Lack of Police Oversight in Manitoba Highlights Need for Systemic Complaint Process – Winnipeg Free Press Article

Falconers LLP partner Julian Falconer and Montreal-based lawyer Meaghan Daniel (current agent and former associate of Falconers LLP), recently spoke to the Winnipeg Free Press about the issue of lack of oversight for police services in Manitoba, in contrast to the avenues for “systemic complaints” available in Ontario.

In an article by Marsha McLeod, published on June 13, 2025, Falconer and Daniel both speak to the importance of having a process for complaints that go beyond a single incident that would allege patterns of behaviour from a police service, i.e. complaints that are systemic in nature. This process exists in Ontario, but Manitoba does not benefit from the same.

McLeod highlights in her article the story of the death of Stacy DeBungee, an Indigenous man whose death was not adequately investigated by the Thunder Bay Police Service (“TBPS”) and that it was the result of a complaint filed by his brother Brad DeBungee which led to the investigation of TBPS’ investigative practices and handling of Indigenous deaths. This complaint also resulted in the release of the report Broken Trust: Indigenous People and the Thunder Bay Police Service by the Office of the Independent Police Review Director (then OIPRD and now referred to as the Law Enforcement Complaints Agency or “LECA”).

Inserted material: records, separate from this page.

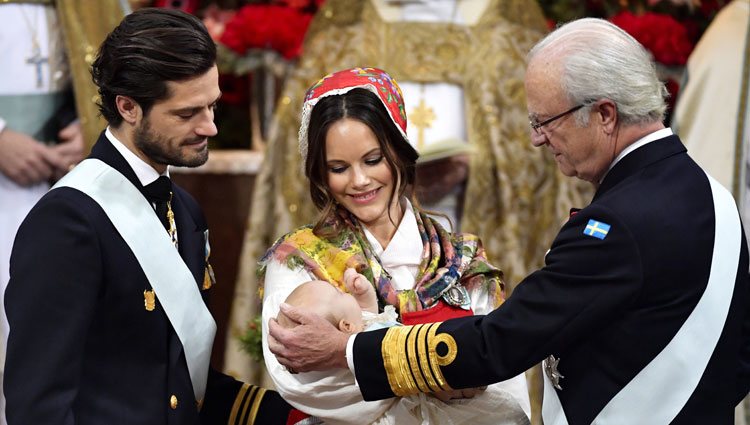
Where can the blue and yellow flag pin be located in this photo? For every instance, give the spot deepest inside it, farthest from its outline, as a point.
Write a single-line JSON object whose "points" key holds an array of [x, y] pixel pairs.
{"points": [[596, 229]]}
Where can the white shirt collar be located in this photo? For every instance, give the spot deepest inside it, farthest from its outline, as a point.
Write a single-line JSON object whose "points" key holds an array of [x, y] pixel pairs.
{"points": [[656, 135], [403, 246], [145, 173]]}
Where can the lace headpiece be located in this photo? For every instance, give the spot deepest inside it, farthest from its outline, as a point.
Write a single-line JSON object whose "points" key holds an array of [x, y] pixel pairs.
{"points": [[373, 79]]}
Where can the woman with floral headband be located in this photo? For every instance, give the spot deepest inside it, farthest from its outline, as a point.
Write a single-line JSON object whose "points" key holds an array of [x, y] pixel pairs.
{"points": [[360, 168]]}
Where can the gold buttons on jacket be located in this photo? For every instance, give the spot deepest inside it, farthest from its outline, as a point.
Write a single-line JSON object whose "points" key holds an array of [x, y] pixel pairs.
{"points": [[173, 401]]}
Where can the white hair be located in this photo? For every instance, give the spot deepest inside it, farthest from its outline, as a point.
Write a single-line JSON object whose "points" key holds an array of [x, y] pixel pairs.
{"points": [[601, 61]]}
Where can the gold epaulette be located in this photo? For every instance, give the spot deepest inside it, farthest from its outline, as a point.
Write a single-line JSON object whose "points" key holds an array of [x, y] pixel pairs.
{"points": [[412, 361], [246, 405]]}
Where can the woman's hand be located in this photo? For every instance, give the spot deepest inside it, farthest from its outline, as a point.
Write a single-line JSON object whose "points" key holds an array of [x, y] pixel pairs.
{"points": [[362, 290]]}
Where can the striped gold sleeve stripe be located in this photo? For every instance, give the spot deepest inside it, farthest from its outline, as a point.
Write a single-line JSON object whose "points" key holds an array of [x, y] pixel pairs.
{"points": [[256, 405], [246, 405], [411, 359]]}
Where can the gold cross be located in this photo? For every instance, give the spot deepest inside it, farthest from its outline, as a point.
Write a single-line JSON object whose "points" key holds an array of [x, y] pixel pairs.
{"points": [[421, 117], [170, 218]]}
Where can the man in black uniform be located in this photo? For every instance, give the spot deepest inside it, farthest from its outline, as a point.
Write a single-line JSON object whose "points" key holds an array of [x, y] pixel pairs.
{"points": [[107, 300], [641, 310]]}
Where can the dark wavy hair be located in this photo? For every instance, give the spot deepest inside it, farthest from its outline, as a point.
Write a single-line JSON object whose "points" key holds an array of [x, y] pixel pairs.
{"points": [[364, 106], [146, 50]]}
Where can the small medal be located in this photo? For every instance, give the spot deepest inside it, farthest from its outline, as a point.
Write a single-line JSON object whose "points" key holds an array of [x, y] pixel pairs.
{"points": [[458, 296], [149, 300], [208, 277], [550, 369]]}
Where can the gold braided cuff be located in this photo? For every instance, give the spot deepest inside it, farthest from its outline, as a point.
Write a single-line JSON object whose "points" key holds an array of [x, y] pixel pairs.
{"points": [[246, 405], [411, 359]]}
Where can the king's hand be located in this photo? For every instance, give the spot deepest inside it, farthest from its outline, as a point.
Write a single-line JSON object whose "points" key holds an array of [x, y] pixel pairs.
{"points": [[313, 344]]}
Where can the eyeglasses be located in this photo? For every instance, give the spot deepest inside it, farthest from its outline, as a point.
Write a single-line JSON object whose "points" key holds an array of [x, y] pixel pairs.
{"points": [[537, 125]]}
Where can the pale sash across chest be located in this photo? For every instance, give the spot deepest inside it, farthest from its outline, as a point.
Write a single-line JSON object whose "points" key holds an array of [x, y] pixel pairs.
{"points": [[174, 284], [681, 364]]}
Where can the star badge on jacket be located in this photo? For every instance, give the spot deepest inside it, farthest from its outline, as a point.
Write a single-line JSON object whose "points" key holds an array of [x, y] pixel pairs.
{"points": [[209, 279], [550, 369]]}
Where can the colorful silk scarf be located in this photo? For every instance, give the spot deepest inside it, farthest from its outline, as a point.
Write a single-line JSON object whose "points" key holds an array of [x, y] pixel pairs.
{"points": [[447, 260]]}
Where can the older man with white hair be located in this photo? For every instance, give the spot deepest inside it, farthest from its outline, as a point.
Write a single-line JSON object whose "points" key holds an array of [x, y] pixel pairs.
{"points": [[641, 310]]}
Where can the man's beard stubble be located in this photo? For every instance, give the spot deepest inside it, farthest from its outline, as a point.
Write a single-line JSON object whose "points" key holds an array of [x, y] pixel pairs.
{"points": [[160, 149]]}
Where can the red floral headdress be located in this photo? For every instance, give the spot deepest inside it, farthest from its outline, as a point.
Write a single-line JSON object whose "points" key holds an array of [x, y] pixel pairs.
{"points": [[373, 79]]}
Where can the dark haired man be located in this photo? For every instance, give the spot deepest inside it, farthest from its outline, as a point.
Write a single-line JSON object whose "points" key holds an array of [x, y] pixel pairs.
{"points": [[108, 317]]}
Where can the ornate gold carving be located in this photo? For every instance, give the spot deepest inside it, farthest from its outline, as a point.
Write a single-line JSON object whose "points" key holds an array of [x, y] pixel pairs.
{"points": [[422, 117]]}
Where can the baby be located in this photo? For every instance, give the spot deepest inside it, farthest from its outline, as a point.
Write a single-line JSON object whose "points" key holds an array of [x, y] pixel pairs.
{"points": [[357, 311], [347, 311]]}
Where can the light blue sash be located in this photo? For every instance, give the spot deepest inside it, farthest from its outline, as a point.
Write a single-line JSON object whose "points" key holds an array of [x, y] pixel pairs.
{"points": [[174, 284]]}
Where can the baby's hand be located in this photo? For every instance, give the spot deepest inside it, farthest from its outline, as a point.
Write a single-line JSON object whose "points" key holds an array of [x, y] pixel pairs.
{"points": [[362, 290]]}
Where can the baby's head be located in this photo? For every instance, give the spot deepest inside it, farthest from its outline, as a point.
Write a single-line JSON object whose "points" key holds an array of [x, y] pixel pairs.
{"points": [[327, 301]]}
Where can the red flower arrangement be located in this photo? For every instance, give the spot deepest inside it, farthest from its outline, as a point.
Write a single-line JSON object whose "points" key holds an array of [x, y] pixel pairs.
{"points": [[661, 34], [268, 26]]}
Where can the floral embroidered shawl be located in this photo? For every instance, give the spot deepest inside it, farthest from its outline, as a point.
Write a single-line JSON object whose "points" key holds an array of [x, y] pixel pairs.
{"points": [[446, 259]]}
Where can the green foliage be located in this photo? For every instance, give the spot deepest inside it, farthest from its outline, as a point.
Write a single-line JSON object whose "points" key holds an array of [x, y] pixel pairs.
{"points": [[251, 340]]}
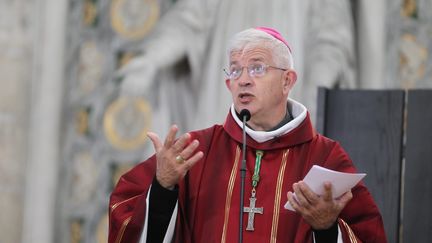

Broken Trust found that there is systemic racism in respect of the entirety of the TBPS.

As quoted in McLeod’s article, Falconer maintains that “systemic complaints are a tool for telling the truth” and that the systemic racism finding set out in Broken Trust “represents the first such finding in Canadian history that [he] is familiar with” in his 34-year career.

Daniel commented on the current oversight structure in Manitoba and how “[t]he state’s tactic to individualize things allows them to scapegoat a particular person and avoid the systemic scrutiny — the scrutiny of the policies and the procedures and the ways in which these structures are set up to benefit some of us and not others.”